IT SEEMS scarcely credible that some passengers scrambled to safety from carriage H. Hotter than a crematorium furnace, all that remains of those who could not clamber free are their ashes.
But about half a dozen did get out. Among those was Chris Goodall, the managing director of Demon, an Internet service provider. But escape has not rested easy with the man who admitted he left behind others.
He unsuccessfully tried to free another passenger trapped beneath a table. "I'm afraid my survival instincts took over - I'm not proud of this - and I left the carriage," he said.
Mr Goodall joined the express train at Didcot, Oxfordshire, and walked into the first- class carriage which was carrying, he guessed, about 50 people, as it neared Paddington. On impact, the lights went out "immediately" and the carriage seemed to catch fire even before it stopped, he said.

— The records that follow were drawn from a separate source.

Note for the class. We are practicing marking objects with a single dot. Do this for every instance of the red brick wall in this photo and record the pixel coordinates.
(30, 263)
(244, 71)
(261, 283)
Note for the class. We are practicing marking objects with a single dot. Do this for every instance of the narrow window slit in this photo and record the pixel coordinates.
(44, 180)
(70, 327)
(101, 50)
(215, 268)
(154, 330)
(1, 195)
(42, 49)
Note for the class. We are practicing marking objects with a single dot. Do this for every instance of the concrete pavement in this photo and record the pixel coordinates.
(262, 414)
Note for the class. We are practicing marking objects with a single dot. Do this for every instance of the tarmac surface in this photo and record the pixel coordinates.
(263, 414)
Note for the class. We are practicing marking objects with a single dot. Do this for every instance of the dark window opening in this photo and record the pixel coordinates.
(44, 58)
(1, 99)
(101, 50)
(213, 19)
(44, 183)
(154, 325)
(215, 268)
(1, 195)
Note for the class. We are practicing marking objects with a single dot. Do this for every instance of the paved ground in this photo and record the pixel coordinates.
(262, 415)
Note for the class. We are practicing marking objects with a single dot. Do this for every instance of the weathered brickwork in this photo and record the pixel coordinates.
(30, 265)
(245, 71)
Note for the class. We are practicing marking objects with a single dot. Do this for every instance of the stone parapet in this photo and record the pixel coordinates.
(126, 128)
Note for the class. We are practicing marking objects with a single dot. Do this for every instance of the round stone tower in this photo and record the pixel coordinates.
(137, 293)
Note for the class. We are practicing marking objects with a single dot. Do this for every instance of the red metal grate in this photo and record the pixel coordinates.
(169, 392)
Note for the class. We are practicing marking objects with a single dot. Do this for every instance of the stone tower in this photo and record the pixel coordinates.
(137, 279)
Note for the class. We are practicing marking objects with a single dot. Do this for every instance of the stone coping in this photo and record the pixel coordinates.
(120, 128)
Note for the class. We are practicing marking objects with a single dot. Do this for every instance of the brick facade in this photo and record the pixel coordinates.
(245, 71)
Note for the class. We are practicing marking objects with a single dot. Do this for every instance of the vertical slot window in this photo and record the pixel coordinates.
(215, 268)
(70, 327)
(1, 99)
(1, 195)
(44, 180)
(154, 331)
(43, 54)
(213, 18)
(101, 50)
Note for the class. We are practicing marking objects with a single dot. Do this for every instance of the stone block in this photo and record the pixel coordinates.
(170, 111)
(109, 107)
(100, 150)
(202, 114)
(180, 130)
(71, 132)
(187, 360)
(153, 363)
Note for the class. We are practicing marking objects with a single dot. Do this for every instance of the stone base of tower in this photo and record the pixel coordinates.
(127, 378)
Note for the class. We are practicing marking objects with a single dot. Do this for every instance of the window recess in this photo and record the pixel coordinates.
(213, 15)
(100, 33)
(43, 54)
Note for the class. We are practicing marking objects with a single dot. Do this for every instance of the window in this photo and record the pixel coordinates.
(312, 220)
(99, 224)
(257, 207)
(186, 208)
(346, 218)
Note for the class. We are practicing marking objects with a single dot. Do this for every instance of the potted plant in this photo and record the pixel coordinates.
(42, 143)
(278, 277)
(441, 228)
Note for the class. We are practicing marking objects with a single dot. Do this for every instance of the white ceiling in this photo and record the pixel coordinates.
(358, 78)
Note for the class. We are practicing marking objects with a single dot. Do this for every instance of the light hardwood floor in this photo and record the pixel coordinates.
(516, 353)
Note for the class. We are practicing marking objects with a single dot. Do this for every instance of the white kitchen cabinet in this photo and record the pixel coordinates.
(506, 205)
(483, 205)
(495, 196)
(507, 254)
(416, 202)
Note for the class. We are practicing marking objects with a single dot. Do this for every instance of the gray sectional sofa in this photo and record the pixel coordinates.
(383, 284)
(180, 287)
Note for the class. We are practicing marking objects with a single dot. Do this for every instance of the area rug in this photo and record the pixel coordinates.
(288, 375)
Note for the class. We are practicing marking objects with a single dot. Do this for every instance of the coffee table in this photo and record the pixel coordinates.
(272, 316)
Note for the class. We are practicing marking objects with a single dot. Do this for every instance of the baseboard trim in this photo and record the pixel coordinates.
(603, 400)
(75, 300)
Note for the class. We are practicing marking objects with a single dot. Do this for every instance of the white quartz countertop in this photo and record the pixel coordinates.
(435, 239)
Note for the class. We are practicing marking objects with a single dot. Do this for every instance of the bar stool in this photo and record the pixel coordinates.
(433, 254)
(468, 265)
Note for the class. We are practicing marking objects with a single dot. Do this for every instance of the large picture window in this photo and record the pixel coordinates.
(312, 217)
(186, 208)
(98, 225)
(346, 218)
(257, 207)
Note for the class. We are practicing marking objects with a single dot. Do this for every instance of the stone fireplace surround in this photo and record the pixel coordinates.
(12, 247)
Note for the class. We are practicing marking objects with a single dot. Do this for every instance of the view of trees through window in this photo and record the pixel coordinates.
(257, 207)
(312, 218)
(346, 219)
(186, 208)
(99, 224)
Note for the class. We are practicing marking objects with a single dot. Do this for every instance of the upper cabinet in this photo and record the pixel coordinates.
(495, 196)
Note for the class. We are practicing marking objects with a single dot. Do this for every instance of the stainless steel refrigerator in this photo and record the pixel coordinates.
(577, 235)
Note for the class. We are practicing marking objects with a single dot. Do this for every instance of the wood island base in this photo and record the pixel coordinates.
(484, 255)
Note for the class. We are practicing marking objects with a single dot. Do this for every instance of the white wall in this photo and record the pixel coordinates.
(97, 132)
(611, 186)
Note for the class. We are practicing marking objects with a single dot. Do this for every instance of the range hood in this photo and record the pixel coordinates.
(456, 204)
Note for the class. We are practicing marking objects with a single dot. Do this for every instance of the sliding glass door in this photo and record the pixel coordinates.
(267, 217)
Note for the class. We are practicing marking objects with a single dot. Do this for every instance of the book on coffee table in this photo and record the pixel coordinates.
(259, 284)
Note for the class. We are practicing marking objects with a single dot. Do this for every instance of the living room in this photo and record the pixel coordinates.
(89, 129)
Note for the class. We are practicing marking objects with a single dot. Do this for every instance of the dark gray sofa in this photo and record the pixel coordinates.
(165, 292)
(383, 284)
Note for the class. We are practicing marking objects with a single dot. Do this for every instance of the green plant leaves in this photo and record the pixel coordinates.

"It was completely dark, it was getting hot, although some of the windows had opened and there was air coming in. The carriage was already full of smoke before I was able to do anything," he said.
He searched through the smoke for an exit from the carriage. "I turned my head slightly to the right and I realised the whole front of the carriage had been ripped off and it was possible to get over the debris out of the front of the carriage. I moved in that direction immediately and got out probably within 15 seconds of the impact."
He described the scene as "completely chaotic. The seats an the tables were all over the place, they were piled high on the floor," he added.
"It was as though one was walking on wooden and metal debris to get anywhere." At that point, both sides of the carriage were ablaze, but it was "not a bad fire at that time".
Asked how many others he saw escape, he said: "From the front of the carriage, as opposed to any other holes that may have been generated, I think it was five. It may have been four, I think it was five, in total."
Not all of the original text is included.